The first step is to identify all the accounts that have been impacted by this transaction. Second, determine if each of these accounts represents an asset, a liability, equity, revenue or an expense. Third, identify the direction of change (up or down) for each account due to the transaction. Fourth, use the debit/credit rules according to the type of account and direction of flow. By doing this, it can help to avoid confusion and uniformity in solving accounting problems. This process will over time become automatic and students will be able to analyze transactions in a quick and accurate manner. Even after many years of practice, professional accountants tend to think in a similar fashion; it is a systematic process that reduces error and enhances the accuracy of financial information that is used to make decisions.

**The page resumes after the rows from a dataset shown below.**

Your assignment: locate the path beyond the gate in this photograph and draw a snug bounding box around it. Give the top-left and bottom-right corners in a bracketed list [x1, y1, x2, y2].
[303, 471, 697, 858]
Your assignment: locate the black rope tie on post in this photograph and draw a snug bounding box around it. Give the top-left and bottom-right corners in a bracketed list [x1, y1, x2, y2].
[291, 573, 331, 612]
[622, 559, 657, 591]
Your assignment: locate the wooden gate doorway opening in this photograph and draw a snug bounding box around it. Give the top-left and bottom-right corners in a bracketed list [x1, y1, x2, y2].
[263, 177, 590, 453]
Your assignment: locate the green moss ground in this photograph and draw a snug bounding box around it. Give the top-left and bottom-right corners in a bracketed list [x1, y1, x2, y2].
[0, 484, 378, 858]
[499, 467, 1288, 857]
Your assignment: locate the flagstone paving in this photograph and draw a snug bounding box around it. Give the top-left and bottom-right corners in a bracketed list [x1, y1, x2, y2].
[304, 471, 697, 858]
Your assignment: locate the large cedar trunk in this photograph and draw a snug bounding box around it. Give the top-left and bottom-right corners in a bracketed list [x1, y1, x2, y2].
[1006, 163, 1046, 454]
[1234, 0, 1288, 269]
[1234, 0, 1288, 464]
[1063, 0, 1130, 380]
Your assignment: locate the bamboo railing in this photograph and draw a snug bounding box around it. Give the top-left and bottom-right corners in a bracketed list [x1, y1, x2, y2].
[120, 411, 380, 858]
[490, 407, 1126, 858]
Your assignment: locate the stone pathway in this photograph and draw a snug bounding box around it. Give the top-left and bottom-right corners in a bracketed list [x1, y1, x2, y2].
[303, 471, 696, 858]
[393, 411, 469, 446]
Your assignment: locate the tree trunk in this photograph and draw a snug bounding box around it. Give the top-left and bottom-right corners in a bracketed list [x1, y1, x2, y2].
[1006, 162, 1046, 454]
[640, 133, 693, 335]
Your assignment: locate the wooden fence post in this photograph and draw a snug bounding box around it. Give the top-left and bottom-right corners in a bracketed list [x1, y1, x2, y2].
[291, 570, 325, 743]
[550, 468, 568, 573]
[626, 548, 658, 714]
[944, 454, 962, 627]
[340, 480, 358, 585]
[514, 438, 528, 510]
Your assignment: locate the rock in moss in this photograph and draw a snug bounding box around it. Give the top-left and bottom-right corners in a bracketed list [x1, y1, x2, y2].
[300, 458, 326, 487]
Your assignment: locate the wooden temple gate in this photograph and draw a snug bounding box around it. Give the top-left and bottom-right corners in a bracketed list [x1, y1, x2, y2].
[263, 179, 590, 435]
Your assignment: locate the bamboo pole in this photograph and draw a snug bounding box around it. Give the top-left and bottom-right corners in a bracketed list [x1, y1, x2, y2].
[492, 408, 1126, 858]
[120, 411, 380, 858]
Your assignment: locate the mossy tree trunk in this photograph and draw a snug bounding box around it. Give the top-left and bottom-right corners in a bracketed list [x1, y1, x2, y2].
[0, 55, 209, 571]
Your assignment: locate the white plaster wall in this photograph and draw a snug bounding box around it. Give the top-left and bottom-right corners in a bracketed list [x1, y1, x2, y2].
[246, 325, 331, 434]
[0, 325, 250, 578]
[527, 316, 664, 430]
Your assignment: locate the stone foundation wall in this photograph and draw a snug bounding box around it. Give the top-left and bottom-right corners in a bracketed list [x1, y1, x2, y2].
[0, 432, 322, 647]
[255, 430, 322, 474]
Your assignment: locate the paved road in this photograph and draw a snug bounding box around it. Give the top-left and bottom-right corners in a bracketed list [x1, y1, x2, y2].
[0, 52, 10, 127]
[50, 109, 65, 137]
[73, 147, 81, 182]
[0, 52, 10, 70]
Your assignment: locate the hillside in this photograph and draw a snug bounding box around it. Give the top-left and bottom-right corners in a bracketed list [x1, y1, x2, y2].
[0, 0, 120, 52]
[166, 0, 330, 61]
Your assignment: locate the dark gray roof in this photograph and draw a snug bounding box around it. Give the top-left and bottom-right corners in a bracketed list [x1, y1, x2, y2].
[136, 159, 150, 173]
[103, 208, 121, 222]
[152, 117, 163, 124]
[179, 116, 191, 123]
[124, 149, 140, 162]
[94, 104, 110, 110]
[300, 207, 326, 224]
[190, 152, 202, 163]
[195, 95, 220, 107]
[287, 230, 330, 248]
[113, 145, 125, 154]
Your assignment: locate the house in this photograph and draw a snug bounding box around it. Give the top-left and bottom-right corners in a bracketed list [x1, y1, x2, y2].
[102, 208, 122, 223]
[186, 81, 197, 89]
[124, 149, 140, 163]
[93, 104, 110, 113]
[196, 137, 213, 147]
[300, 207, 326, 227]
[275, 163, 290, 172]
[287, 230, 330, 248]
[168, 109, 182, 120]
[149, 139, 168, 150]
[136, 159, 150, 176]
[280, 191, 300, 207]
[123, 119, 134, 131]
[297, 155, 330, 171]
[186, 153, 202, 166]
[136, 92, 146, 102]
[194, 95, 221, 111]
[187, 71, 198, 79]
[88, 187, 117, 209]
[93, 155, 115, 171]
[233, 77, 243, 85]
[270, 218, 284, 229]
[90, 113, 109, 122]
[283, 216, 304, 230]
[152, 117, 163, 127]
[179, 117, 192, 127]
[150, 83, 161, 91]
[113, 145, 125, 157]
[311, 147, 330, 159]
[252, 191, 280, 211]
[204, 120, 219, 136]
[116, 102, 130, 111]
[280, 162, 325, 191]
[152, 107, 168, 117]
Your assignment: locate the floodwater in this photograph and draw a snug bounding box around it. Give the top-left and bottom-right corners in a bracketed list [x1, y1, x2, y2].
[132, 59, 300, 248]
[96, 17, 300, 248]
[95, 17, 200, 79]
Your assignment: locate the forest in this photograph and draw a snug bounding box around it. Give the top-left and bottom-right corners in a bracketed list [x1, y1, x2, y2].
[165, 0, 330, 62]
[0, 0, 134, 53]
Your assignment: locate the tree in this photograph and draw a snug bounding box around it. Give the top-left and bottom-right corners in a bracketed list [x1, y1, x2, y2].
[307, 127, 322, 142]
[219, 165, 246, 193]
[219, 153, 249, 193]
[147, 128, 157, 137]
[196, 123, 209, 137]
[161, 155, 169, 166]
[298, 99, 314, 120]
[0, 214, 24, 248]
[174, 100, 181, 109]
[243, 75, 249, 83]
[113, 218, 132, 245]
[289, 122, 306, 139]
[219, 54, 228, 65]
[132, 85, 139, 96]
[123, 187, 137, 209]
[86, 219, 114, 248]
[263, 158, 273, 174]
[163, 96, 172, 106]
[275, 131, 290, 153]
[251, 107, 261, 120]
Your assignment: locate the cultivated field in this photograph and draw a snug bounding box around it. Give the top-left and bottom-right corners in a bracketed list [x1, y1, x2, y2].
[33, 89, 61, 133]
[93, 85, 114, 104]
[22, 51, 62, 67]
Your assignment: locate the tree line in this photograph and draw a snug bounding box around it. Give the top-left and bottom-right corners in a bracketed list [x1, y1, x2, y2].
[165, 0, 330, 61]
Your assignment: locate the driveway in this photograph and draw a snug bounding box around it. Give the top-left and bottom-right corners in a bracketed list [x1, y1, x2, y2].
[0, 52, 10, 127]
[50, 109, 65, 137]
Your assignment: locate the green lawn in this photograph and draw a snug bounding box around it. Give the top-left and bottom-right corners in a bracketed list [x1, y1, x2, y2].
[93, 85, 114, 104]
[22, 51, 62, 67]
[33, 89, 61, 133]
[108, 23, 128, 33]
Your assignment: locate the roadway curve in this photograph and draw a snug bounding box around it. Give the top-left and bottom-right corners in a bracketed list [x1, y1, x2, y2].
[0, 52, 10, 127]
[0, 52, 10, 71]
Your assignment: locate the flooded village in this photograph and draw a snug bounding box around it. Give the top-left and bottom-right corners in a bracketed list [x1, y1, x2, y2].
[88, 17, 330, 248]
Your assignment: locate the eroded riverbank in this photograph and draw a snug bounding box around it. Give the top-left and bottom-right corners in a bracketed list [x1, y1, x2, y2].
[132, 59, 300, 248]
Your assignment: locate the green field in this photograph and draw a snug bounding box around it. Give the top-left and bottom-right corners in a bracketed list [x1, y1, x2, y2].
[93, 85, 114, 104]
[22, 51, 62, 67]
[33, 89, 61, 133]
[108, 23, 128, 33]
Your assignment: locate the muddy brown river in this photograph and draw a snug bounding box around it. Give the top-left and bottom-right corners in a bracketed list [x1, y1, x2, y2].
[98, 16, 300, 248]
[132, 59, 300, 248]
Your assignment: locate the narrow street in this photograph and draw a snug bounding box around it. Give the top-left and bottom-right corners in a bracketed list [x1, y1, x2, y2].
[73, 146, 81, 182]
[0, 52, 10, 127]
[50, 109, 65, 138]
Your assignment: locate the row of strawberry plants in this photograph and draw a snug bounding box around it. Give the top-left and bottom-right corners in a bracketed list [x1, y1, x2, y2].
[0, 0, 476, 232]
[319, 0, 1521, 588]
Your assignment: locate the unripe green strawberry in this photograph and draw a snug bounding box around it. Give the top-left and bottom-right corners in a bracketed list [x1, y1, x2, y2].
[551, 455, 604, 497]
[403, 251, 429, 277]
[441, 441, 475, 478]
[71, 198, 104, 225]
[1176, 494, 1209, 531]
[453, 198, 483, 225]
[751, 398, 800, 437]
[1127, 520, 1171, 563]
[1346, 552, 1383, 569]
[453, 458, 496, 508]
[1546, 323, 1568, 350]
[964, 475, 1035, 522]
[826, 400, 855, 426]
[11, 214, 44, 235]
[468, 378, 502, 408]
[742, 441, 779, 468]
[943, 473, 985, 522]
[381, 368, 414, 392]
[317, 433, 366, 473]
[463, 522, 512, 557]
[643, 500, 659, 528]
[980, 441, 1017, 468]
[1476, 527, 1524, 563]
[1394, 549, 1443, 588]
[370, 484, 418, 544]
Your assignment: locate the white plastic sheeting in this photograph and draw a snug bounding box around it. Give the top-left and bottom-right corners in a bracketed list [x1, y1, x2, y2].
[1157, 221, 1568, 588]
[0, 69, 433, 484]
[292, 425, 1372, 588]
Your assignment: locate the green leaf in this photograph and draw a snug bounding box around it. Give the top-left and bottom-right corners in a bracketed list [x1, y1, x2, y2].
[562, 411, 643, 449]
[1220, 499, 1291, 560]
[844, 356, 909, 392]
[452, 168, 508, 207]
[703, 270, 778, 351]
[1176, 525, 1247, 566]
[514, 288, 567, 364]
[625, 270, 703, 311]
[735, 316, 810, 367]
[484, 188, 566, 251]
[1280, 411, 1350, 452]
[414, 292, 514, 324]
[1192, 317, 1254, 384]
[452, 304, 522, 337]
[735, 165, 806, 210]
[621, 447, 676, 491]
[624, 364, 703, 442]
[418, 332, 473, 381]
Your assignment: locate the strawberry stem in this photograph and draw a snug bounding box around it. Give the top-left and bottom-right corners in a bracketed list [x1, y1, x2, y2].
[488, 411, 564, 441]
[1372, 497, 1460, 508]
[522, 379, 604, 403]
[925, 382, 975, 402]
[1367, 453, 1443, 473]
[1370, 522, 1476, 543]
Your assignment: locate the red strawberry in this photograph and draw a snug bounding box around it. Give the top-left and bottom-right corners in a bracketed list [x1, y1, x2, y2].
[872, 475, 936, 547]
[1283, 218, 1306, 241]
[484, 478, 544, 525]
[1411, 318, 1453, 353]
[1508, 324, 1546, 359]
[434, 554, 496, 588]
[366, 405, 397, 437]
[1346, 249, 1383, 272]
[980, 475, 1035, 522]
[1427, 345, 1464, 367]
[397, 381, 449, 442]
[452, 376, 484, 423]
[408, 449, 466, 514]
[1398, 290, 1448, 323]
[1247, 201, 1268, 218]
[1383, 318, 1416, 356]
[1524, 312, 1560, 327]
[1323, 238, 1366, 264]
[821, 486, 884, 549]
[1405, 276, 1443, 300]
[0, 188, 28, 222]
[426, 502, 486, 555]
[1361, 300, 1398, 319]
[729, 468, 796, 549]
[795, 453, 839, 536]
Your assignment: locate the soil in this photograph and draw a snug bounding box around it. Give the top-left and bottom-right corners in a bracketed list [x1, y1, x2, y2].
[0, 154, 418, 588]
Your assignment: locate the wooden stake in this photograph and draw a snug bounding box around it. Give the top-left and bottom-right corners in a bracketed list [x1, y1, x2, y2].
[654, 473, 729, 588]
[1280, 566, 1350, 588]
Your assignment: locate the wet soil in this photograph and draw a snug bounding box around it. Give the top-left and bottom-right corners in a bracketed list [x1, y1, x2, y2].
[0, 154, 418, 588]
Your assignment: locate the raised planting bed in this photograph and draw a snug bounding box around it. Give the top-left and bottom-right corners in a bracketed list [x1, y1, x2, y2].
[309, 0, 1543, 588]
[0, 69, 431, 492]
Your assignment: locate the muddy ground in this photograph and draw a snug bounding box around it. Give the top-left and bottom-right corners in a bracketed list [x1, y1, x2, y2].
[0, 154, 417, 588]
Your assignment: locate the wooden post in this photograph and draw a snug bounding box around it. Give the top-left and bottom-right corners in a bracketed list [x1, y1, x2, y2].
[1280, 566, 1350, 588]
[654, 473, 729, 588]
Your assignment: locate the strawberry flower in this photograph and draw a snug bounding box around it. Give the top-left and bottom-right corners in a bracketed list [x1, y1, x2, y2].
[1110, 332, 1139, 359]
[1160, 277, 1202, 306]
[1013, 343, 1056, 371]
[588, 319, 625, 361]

Why Debits and Credits are Important.

Debits and credits are not only subjects of exams and textbook examples, but a means of communication for businesses to share financial information. The debit/credit system is used in all financial statements, accounting systems, payroll systems, and bookkeeping practices, and was created centuries ago. Students who are familiar with these concepts can easily learn advanced concepts like adjustments, financial statements, cost accounting and auditing as these concepts are built on these concepts. Debits and credits are not so complex and should be viewed as a logical way of recording economic events in a consistent and balanced manner rather than as rules to be memorized. After you master the concepts, accounting is not so much a game of guesswork as a game of applying a set of reliable rules that is a true representation of a business’ financial activities.

Conclusion

Debits and credits are the lifeblood of accounting, and the base of all journal entries. While these can be a bit confusing at first, an understanding of what types of accounts they are and what their normal balance should be makes the subject logical and predictable. Be sure to remember that debits to assets and expenses increase the amounts, and credits to liabilities, equity and revenue do the same. Increase understanding with the help of memory aids like DEAD CLIC, regular practice with T-accounts and transaction examples. The more that you practice, the more that you will be able to know the proper entries and how to keep the books balanced. These basic accounting principles will help you gain confidence and develop your skills to handle more complex accounting concepts and accurately and professionally record business transactions.